As the anniversary of the assassination of President John F. Kennedy approaches, the usual questions surface: Did Lee Harvey Oswald act alone? What happened that day in Dallas? Then, we remember (misremember, really) where we were that day that everything seemed to change.
Anyone who loves history, and especially loves that era, likely has read "A Thousand Days," Arthur Schlesinger Jr.'s sweeping account of Kennedy's days in office, from the transition period to the funeral, from hope to despair.
Those looking for more, even those frustrated by any sort of mythmaking, will find much to explore in "The Letters of Arthur Schlesinger, Jr."

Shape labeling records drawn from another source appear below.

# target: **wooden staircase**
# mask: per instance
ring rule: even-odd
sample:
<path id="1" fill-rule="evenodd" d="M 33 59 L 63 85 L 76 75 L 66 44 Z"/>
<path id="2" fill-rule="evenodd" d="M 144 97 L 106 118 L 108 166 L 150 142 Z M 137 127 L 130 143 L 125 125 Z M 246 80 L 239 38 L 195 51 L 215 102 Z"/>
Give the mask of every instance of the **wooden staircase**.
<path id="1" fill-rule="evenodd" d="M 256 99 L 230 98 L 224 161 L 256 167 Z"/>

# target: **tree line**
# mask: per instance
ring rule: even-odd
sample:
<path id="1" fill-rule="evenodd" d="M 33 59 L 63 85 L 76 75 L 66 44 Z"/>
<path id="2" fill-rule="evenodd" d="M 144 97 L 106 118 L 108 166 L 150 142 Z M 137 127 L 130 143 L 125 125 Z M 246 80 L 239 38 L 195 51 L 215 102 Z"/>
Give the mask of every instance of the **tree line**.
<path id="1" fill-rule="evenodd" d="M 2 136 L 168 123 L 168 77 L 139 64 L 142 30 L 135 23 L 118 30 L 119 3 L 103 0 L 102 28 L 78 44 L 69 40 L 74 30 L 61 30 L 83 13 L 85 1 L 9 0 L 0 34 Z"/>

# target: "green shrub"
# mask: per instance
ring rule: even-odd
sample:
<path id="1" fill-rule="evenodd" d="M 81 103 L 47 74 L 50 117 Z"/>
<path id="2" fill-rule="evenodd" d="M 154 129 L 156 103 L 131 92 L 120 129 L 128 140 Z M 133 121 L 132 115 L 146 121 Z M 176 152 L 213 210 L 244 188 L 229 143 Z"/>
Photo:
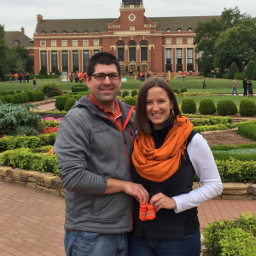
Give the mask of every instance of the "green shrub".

This collection of letters, spanning the Cold War to Sept. 11, 2001, captures the mind and heart of a man known for his intellect as well as his personal relationships and exchanges.
Schlesinger was one of the last in a rare breed of historians who also played a role in what they wrote about.
Before he was an aide to Kennedy in the White House, Schlesinger helped shape the young Kennedy's Pulitzer Prize-winning "Profiles in Courage." In a long letter dated July 4, 1955, and included in this volume, are Schlesinger's detailed instructions on how Kennedy should polish his book. Here Schlesinger takes the future president to task for writing that John Quincy Adams was "gentle," corrects spelling and challenges word choices.
From Jacqueline Kennedy to Bianca Jagger, Schlesinger wrote to a wide range of people — not just the politically powerful of the day.
Nostalgia isn't the only reason to read these letters. Another is to be immersed in a world where someone cares deeply about ideas and people.